A reader writes:
Terry Mangum's reference to being Elijah is a major clue to where his theology of hate is coming from. There is a scripture in the last chapter of Malichi predicting that before the end of the world, God would send forth Elijah the prophet to turn "the hearts of children" back to God's covenant with their forefathers.
This scripture is pivotal to the "End Times" theology of many American Christian fundamentalist traditions. That Mangum would be inspired by this prophecy is an indication that he is not operating outside of the mainstream of Christian fundamentalism.
As for Fundamentalist Christians and their hatred of homosexuality, the proof can be found in the history of the Religious Right itself. In the mid to late 70's, the likes of Anita Bryant, Pat Robertson and Jerry Fallwell rose to power by provoking mainstream Christianity's uneasiness over the emerging issue of equal civil rights for homosexuals and the decriminalization of homosexual acts. Even the Religious Right's opposition to the ERA was partly predicated on the fear that if passed, the ERA would make gay sex, gay marriage and gay adoption civil rights.

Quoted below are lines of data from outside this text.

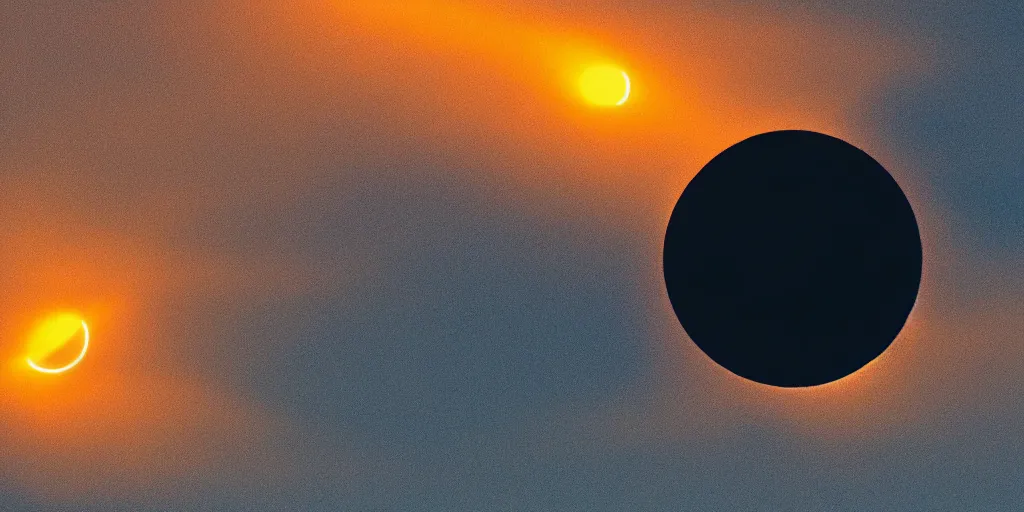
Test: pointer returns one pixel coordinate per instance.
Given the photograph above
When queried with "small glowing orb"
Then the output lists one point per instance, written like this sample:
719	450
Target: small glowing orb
51	336
605	86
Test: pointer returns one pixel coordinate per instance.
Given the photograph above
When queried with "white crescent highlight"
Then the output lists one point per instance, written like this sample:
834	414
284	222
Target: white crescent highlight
85	348
628	87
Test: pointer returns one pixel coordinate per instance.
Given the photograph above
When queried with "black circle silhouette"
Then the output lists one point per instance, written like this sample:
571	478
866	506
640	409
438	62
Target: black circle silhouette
793	259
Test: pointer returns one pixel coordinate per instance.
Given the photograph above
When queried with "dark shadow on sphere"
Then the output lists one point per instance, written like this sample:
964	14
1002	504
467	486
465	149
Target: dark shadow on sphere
793	259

In September of 2003 I attended a Southern Baptist Sunday service in southwest Georgia. This was just a few months after the Texas sodomy laws were overthrown. The minister spent his entire sermon lamenting that decision, and predicting that God's wrath would be unleashed on America if Conservative (aka "Christian") judges were not appointed to the Supreme Court to overturn such rulings.
As I explain at some length in The Conservative Soul, the eschatology of Christianism is just as dangerous as the eschatology of Jewish extremists in Israel and, more potently, the Shiite nutters around Ahmadinejad. It is not surprising that religious fundamentalists cannot see the parallels between their movements. But that doesn't mean others can't.